PHOTO
Ku-Fu? Dalla Sicilia con furore di Nando Cicero
Parola d’ordine: parodia, commedia. È questo il legame che fino a oggi ha unito la nobile arte del Kung Fu al cinema italiano. La produzione non è stata abbondante, i titoli non sono molti. Mattatore è stato Franco Franchi, senza però la sua spalla Ciccio Ingrassia. Siamo nel 1973, Bruce Lee è appena morto e in Italia esce in sala Ku-Fu? Dalla Sicilia con furore di Nando Cicero. Il richiamo è volutamente a Dalla Cina con furore, la locandina ripropone quella di Il furore della Cina colpisce ancora, entrambi con Bruce Lee come protagonista. La trama si ispira a Cinque dita di violenza con Lo Lieh, la stella del cinema delle arti marziali che in Occidente ha preceduto di poco l’arrivo di Bruce Lee sullo schermo. I toni vanno ben oltre la parodia, lo scopo è quello di far ridere alla buona. Per questo forse non si trova alcuna aderenza alle tradizioni cinesi e alla nobile arte. Gli allenamenti attingono a diverse specialità (dal Kung Fu, al Judo, al Karate), i kimono sono invece di ispirazione giapponese.
Franco nel film è un novello Bruce Lee, ma senza talento. È un pusillanime, e alla fine preferisce affidarsi a una bella “capocciata romana” per sconfiggere gli avversari. Franco deve sposare la figlia del “Mandarino di Sicilia”, un cinese fuggito dal suo Paese a causa del contrabbando del riso tra Palermo e Pechino. Per farsi una posizione, si iscrive a un concorso di arti marziali: la posta in palio è l’arruolamento nel corpo dei Vigili Urbani di Roma. Non conosce il Kung Fu e il suo maestro Kon-Chi-Lay è più maldestro di lui. Intanto si innamora della bella Unci Vuncia. Al botteghino il film ha sfiorato i 900 milioni di lire di incasso, trainato dalla fama di Franco Franchi, e anche per il largo seguito di cui ha goduto il genere negli anni Settanta.
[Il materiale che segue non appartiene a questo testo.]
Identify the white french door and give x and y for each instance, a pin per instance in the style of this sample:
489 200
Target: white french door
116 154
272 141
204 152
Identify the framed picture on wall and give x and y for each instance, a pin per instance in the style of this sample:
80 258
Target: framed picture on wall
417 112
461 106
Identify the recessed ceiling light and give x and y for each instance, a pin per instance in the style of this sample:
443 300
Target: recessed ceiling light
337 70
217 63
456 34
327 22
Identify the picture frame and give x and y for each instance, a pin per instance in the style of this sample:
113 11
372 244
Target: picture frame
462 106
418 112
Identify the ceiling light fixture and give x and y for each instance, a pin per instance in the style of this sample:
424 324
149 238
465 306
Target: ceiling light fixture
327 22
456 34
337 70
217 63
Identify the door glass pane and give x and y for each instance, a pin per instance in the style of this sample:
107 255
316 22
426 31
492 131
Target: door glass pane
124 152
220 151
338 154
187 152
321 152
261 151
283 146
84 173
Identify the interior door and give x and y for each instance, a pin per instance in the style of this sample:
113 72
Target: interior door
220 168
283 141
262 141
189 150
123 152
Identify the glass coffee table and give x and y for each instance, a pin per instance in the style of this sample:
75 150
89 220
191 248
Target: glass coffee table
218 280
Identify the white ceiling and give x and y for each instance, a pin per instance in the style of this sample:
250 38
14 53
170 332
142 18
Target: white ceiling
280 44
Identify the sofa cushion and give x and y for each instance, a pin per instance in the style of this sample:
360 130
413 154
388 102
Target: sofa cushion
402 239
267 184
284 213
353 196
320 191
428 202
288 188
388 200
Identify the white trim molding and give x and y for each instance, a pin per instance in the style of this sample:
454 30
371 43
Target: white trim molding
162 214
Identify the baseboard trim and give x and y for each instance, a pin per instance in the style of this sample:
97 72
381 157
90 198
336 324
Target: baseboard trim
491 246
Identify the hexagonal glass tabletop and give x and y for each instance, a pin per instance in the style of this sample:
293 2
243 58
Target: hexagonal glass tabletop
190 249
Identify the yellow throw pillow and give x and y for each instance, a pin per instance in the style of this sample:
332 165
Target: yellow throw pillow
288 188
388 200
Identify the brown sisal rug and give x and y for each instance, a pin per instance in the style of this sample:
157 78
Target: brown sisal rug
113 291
Devono trascorrere alcuni decenni prima che il Kung Fu torni centrale nelle produzioni italiane. I toni sono ancora quelli dell’ironia, o meglio dell’auto-ironia in Grosso guaio all’Esquilino. La leggenda del Kung Fu con Lillo Petrolo, per la regia del duo YouNuts!, formato da Niccolò Celaia e Antonio Usbergo. La cifra cambia, anche se i malintesi dominano gran parte della vicenda. Lillo è Martino, un attore squattrinato di b-movie che vive a Roma. In passato aveva interpretato il ruolo di un campione di Kung Fu. Davide è un ragazzino nerd innamorato di una coetanea contesa con Nadir, il bellimbusto della zona che non perde l’occasione per picchiarlo. Un giorno vede il film in cui Martino è protagonista, e si convince che possa insegnargli il Kung Fu per potersi difendere.


Grosso guaio all'Esquilino - credit Arianna Lanzuisi
L’umore è diverso da Ku-Fu? Dalla Sicilia con furore, ha un sapore, se vogliamo, agrodolce. Le vicissitudini di Franco, portate al limite dell’assurdo, erano scritte per destare ilarità a buon mercato, mentre il personaggio di Martino e l’intera vicenda raccontata in Grosso guaio all’Esquilino desta una certa malinconia. La leggenda del Kung Fu affronta temi che si ripropongono ancora oggi. Si parla di bullismo, di riscatto, di amicizia. Gli echi possono sembrare quelli di Per vincere domani - The Karate Kid del 1984, diretto da John G. Avildsen, che ha aperto le porte al fortunato franchise.
La verità è che il Kung Fu non ha avuto molta fortuna nel cinema italiano. Non è stato accolto come un elemento che potesse far nascere un seguito. Ci si accontentava dei maestri che venivano dall’Oriente, prediligendo magari il karate.
Da noi hanno avuto maggiore seguito altre discipline, da cui sono scaturite anche saghe inaspettate. Pensiamo a Il ragazzo dal kimono d’oro di Fabrizio De Angelis (che usava lo pseudonimo di Larry Ludman) con Kim Rossi Stuart: sei capitoli e una serie televisiva. Per il Kung Fu non esiste un’epopea di pari livello.


Xaxi Liu in La città proibita - Foto Andrea Pirrello
È per questo che quella di Gabriele Mainetti è una sfida curiosa. Con La città proibita – nelle sale dal 13 marzo – prova a dare linfa a un filone che non si è mai davvero diffuso dalle nostre parti. Sta nascendo, fuori tempo, una nuova alba?